(NaturalNews) Johnson & Johnson's Ortho-Evra birth control patch exposes women to too much risk for too little benefit and should be pulled from the market, the nonprofit group Public Citizen warned in a petition submitted to the FDA.
"Ortho-Evra is a poor choice for women," wrote Dr. Sidney Wolfe, director of Public Citizen's Health Research Group.
The Ortho-Evra patch is designed to be worn on the skin and changed once weekly, in contrast to birth control pills, which are taken daily. When Johnson & Johnson introduced the patch in 2001, it said that it would be preferable to a pill because it would provide lower and more stable estrogen levels, and would be easier for women to take. But studies have shown that the first two claims are not true, and Public Citizen says that improved compliance is not enough of a benefit to outweigh the serious risks that have emerged.
According to a review conducted by Public Citizen, the birth control patch exposes women to up to 60 percent more estrogen than the pill, and a variation in hormone levels anywhere from 1.2 to 3.5 times higher.

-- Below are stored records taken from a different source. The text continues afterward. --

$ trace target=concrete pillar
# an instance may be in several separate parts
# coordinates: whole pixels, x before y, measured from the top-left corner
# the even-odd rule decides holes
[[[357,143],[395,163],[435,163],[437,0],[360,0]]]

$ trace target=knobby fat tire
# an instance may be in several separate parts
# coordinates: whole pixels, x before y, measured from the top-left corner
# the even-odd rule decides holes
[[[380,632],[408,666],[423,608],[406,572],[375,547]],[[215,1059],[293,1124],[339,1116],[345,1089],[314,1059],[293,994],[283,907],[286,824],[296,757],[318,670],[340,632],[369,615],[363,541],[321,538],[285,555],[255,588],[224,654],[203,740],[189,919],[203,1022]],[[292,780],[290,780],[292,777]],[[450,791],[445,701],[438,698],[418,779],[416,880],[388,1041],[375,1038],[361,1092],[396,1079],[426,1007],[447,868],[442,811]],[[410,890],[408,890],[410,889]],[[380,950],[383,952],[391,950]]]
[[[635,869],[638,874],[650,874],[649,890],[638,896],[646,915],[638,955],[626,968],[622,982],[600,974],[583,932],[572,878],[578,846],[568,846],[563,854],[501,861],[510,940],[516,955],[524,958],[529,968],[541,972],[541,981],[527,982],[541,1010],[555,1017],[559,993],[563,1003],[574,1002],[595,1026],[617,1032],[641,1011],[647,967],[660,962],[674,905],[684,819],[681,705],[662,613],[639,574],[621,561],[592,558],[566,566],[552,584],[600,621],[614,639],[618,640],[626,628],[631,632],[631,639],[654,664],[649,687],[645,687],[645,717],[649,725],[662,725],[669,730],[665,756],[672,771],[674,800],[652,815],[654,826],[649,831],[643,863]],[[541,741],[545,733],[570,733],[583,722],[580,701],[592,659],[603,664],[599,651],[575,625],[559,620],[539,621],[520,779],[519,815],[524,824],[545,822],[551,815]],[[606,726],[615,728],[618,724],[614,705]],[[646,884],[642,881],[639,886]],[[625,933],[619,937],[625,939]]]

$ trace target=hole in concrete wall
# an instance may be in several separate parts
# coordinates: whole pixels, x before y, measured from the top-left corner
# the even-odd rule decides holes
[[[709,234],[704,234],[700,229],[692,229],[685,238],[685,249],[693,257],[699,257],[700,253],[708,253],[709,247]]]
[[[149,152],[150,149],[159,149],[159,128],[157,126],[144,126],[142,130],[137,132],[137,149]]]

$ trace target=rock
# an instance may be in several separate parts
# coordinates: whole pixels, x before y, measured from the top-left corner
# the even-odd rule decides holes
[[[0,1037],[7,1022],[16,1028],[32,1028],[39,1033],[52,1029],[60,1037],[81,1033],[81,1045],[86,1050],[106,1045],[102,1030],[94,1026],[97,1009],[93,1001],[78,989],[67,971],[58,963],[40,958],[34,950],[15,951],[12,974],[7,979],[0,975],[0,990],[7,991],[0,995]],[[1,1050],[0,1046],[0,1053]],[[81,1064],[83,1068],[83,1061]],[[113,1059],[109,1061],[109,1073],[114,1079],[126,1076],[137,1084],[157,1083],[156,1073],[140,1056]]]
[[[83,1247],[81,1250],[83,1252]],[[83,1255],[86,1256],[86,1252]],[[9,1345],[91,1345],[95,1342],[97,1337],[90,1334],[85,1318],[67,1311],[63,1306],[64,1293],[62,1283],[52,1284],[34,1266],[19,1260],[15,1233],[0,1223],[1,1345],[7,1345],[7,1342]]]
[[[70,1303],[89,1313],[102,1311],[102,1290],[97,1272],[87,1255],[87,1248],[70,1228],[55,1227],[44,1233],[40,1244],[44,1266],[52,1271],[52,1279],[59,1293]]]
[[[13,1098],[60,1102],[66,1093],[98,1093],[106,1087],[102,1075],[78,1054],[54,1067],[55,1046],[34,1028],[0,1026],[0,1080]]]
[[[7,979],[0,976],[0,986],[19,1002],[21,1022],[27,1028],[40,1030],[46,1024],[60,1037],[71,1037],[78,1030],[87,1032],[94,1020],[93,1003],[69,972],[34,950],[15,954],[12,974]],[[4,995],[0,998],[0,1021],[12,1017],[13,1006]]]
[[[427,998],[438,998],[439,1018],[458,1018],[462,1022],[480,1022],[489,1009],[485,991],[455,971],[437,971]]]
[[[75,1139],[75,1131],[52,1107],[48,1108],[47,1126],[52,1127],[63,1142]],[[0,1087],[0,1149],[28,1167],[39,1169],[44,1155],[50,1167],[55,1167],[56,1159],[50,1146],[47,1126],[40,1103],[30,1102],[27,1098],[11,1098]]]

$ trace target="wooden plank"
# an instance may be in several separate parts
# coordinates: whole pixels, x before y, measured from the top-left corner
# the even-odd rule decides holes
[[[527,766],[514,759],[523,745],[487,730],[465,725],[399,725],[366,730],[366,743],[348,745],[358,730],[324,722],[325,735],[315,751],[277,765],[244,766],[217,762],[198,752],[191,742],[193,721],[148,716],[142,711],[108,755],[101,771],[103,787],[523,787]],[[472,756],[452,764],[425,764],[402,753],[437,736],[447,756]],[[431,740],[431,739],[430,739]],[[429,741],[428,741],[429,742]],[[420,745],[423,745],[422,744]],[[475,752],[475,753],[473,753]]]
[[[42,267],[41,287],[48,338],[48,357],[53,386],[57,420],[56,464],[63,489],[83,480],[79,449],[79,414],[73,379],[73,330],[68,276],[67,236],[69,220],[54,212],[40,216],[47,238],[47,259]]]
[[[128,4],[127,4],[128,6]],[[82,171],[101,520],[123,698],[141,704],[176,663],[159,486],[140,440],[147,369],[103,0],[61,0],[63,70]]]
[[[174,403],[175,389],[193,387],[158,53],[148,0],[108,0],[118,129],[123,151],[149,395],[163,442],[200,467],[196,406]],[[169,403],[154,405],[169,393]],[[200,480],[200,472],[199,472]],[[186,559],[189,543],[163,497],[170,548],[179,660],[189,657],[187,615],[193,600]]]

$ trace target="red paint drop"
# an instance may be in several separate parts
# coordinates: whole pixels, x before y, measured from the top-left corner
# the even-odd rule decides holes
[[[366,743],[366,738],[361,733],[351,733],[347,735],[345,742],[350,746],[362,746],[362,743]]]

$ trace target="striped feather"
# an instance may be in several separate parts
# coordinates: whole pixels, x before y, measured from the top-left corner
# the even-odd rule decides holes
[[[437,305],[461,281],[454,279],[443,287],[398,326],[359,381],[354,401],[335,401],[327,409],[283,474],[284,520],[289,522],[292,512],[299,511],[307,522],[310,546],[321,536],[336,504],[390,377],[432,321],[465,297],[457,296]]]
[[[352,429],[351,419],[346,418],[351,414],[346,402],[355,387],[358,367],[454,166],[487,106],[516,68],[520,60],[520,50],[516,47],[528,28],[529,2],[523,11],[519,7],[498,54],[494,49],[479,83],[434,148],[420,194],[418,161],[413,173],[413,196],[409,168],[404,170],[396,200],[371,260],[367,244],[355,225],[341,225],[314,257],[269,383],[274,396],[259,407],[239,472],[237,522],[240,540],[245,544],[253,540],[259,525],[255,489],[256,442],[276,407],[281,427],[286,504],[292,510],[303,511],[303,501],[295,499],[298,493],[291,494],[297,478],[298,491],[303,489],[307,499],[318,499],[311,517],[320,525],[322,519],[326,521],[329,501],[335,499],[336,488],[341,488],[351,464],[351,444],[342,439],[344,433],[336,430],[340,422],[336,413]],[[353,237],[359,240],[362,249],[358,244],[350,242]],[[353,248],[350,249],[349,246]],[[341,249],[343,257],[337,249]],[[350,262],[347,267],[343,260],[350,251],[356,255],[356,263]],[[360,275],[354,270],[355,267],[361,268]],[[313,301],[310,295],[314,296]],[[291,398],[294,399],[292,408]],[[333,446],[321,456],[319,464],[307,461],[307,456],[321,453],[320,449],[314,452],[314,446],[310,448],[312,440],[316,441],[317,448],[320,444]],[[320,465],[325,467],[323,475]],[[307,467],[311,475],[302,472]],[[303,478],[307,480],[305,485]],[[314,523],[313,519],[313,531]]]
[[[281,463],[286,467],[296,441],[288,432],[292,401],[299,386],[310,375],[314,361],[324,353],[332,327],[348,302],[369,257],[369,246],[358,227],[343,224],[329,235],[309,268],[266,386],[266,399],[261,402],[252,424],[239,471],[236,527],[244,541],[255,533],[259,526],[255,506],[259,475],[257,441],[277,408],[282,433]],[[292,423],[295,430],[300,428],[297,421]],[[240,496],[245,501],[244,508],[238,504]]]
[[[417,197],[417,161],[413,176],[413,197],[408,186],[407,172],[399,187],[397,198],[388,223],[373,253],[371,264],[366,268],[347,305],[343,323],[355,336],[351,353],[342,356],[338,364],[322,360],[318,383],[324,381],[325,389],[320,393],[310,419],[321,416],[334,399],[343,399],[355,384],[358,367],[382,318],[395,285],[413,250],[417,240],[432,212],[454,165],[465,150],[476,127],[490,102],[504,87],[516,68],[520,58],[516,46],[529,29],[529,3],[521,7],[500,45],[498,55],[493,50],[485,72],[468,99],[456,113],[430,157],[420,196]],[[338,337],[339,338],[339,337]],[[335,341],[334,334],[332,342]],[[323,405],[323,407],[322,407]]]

"Had Ortho-Evra been designed as a pill, it is unlikely to have been approved because of its increased estrogen content," Wolfe said.
In 1988, the FDA banned birth-control pills containing more than 50 micrograms of estrogen, due to the risk of fatal blood clots. Ortho-Evra exposes patients to the equivalent of a 56 microgram pill or more.
Studies suggest that women using Ortho-Evra have twice the risk of blood clots as women taking the pill, and are also at increased risk for other side effects such as breast discomfort, nausea, vomiting and severe menstrual pain.
The FDA has updated the drug's label with warnings about blood clots three times since 2005, and sales have dropped from 9.9 million prescriptions in 2004 to 2.7 million in 2007.
Public Citizen has asked the FDA to phase out sales of the drug over a six-month period.